My mother died in 2000, but we were never close, although that was always my goal, to be close to her. I now believe that she felt threatened by me, once I reached adolescence: a threat to her self-esteem, to her relationship with my father, and that she tried to destroy me as a result.

 

My little sister died in 2012, young (56), a few years after my parents, from heart disease and diabetes, although I suspect that other things were a factor: the commercial real estate deals failing, our family falling apart.

 

We were estranged at the time of her death, possibly because I had been trying to separate myself from the commercial real estate deals which were set up by our father and controlled by my brother Steve after my father’s death in 1998, while she remained loyal to our brother Steve.

 

The legal actions I took to extricate myself antagonized my parents and my siblings.

 

My brother Steve and I do not have a relationship.
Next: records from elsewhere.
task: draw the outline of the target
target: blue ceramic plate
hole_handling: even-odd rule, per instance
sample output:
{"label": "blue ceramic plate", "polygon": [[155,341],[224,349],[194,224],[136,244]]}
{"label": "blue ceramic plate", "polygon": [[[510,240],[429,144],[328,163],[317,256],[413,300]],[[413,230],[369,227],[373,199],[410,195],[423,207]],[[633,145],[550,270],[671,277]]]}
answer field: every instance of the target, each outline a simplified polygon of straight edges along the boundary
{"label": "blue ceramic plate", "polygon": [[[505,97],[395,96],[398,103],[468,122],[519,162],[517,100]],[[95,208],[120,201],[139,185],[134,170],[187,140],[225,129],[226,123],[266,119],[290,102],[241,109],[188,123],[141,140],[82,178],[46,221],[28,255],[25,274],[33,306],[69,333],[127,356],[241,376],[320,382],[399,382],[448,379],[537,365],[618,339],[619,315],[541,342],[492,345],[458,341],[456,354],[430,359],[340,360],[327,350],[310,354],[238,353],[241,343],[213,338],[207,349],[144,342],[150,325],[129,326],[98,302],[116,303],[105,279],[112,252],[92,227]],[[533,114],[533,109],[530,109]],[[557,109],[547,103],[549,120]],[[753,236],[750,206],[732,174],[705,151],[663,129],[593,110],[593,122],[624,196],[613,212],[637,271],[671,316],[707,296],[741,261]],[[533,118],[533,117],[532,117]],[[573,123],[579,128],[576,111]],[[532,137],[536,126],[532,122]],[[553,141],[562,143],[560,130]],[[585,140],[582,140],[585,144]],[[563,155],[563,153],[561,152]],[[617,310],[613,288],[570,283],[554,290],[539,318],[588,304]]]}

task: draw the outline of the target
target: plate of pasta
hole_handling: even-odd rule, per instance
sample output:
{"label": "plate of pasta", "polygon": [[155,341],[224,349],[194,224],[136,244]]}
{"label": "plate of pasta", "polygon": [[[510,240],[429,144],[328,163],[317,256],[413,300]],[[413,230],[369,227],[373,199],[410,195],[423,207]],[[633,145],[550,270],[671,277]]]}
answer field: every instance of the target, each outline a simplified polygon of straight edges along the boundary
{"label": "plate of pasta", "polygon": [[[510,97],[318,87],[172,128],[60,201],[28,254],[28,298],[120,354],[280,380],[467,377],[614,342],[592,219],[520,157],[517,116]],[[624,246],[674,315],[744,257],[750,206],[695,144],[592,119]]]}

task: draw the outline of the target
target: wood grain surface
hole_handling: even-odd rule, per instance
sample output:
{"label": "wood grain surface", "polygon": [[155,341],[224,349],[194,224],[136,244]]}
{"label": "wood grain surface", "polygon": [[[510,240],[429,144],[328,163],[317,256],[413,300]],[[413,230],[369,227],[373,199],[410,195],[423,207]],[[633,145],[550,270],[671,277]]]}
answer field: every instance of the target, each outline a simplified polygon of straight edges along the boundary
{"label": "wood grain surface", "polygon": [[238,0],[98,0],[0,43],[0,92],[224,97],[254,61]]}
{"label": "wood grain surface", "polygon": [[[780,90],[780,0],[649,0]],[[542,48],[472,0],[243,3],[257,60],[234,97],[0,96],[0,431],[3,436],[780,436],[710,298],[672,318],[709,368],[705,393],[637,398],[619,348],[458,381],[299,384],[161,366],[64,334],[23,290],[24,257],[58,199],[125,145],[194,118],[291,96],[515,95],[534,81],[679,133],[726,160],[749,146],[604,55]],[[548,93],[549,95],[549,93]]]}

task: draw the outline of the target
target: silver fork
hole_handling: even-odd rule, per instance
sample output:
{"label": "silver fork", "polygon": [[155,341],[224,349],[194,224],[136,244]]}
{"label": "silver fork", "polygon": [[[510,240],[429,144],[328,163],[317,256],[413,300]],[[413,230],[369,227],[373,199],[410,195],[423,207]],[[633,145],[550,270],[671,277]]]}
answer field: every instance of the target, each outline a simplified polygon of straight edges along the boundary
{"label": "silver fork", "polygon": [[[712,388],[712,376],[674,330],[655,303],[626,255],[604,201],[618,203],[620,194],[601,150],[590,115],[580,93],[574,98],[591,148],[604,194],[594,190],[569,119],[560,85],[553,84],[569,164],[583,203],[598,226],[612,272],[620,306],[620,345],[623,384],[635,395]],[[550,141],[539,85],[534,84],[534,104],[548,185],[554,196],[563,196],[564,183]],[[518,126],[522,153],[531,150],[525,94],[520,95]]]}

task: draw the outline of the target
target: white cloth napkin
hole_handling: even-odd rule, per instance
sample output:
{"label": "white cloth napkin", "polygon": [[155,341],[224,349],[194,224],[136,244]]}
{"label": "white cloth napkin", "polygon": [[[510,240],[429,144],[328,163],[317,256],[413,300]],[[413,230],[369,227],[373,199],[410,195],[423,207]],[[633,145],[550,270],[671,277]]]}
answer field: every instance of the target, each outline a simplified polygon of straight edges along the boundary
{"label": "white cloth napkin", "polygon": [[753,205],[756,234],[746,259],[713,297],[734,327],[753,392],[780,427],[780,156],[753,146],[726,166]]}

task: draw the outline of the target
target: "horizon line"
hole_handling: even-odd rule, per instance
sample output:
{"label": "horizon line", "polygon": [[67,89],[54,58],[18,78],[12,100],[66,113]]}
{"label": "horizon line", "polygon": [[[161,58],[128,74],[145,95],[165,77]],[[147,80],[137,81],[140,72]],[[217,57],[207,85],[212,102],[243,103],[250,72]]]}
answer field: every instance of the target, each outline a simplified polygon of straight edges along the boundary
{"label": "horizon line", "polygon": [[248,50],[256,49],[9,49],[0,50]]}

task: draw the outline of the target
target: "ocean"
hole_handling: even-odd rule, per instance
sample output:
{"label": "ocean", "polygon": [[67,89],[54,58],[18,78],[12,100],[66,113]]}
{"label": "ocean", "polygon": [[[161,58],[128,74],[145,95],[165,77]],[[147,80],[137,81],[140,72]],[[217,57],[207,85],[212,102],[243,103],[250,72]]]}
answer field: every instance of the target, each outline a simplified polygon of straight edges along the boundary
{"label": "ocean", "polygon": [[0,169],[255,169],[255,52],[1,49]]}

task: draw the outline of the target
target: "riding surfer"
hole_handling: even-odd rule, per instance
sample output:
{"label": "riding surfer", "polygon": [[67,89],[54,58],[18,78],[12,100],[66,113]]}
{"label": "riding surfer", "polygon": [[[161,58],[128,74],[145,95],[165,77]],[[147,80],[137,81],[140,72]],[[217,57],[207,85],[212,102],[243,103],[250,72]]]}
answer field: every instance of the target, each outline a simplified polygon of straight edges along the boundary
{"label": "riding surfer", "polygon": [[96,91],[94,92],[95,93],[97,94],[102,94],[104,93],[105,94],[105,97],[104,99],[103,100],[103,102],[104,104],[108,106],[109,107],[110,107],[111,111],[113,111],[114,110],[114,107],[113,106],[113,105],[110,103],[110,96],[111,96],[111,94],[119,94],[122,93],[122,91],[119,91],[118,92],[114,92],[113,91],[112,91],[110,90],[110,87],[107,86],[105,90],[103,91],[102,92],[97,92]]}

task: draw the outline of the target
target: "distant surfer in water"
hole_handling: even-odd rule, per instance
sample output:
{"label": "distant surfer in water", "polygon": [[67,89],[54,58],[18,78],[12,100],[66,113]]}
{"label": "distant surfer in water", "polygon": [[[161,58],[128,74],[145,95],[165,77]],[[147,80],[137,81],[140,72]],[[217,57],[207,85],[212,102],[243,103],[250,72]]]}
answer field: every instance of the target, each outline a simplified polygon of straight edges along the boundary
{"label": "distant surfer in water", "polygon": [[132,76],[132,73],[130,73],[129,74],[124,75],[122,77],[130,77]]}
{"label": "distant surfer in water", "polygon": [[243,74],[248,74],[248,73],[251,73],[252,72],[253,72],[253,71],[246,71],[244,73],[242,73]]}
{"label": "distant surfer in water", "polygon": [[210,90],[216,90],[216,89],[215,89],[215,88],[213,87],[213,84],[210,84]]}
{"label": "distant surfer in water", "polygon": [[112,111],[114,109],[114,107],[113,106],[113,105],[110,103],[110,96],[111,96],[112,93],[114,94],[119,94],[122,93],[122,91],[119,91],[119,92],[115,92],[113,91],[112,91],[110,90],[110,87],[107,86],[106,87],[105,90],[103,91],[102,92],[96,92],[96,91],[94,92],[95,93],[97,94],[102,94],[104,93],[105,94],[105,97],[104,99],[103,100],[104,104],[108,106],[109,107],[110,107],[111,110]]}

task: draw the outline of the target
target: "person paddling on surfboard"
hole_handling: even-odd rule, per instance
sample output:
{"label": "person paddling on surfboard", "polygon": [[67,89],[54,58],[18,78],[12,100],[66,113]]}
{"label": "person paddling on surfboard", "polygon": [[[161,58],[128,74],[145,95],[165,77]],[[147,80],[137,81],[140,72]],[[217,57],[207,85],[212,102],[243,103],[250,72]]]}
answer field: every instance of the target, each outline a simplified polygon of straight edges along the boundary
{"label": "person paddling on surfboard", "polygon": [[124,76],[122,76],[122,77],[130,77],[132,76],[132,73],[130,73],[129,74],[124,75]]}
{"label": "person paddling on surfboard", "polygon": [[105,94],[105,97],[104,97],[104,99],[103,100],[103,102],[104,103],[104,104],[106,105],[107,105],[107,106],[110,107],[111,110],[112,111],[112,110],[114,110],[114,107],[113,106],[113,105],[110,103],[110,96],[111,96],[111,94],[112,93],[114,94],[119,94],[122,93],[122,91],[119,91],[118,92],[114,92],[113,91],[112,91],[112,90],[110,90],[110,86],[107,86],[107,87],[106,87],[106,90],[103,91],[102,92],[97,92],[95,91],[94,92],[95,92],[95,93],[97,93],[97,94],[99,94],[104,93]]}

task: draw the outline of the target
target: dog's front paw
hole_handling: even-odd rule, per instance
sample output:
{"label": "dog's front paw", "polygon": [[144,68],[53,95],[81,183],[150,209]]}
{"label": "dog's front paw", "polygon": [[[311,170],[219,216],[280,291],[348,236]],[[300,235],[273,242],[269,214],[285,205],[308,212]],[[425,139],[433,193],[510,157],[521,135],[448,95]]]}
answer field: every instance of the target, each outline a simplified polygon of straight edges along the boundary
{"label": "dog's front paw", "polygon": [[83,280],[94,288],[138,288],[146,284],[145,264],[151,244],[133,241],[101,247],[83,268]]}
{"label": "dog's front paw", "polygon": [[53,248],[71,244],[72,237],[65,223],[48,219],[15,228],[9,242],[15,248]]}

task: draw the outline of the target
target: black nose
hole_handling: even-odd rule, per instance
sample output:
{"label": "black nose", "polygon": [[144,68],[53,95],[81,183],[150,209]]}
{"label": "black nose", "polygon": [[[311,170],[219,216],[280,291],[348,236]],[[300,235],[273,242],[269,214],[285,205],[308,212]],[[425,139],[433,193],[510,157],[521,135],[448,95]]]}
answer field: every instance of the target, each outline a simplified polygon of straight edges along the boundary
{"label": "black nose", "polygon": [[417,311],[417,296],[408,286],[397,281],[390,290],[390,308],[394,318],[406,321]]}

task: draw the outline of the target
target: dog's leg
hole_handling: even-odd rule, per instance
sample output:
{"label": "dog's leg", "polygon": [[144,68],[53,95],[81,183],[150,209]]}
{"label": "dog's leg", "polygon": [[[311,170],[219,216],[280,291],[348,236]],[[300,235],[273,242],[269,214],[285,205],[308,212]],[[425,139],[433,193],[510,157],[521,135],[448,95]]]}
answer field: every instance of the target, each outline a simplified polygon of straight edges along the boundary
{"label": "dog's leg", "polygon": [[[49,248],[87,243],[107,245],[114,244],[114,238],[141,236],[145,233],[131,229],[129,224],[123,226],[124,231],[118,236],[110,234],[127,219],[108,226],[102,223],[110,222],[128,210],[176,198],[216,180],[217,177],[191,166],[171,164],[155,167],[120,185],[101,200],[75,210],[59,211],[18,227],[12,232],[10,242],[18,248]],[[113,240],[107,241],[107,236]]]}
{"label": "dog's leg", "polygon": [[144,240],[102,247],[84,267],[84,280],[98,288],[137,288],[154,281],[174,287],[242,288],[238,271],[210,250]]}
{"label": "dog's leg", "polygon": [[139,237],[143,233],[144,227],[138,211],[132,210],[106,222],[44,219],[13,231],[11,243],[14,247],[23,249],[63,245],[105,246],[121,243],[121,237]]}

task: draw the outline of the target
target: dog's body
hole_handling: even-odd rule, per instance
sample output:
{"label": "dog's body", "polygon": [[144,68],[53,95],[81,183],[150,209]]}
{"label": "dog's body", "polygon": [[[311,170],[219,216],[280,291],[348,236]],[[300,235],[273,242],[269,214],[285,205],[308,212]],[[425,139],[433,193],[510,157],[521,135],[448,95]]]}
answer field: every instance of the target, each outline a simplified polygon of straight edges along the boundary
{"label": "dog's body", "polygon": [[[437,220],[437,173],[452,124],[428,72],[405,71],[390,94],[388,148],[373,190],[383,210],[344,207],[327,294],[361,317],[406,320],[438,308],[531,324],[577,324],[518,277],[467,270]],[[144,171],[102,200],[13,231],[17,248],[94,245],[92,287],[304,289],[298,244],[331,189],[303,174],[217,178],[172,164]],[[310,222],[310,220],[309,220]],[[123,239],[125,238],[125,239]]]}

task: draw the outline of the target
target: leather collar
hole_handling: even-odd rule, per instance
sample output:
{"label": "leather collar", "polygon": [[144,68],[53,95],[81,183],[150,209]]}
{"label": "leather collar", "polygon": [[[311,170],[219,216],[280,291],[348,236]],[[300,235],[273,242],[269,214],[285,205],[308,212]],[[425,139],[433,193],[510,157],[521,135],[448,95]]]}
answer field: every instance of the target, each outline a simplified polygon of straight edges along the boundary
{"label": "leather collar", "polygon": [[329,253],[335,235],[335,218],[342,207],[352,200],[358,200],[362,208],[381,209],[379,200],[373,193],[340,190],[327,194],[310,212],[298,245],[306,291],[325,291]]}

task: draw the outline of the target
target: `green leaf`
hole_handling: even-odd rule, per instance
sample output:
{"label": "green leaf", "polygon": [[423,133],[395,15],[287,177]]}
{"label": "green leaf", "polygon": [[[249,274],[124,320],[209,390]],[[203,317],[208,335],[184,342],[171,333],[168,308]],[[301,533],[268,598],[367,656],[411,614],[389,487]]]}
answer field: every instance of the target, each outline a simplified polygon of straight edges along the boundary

He was raised to believe he could do no wrong, and that extended to our adult years when our father involved us in his commercial real estate  business, ultimately putting Steve at the helm.

 

I resented Steve’s controlling role and spent years trying to remove myself from the commercial real estate deals; doing so was an unforgivable sin in everyone’s minds, especially when I hired an attorney to help me.

 

My brother Sam and I don’t really have a relationship. He and my sister — I believe — bought into Steve’s superiority in our family, or at least went along with it.

 

Q: What are you working on now?

 

A: I’m putting the finishing touches on a second memoir: Through The Windows of Words: A Memoir.

 

It is a continuation of my first memoir, and deals with my extensive travel (12 work trips to Africa alone, as well as numerous trips to Europe and Asia), how these trips enabled me to continue to carve out my own identity: through language, through travel, through my experiences.

 

Q: Anything else we should know?

 

A: Writing this book was an act of faith, and an act of courage. My goal was to faithfully describe my truth in the process, actually, to discover my truth.

 

I believe I did, and maybe, in doing so, I served as a link to others who either grew up in male-dominated families, or who were raised in an atmosphere where secrets prevailed, or where things weren’t nearly as bright and shiny as they looked from the outside.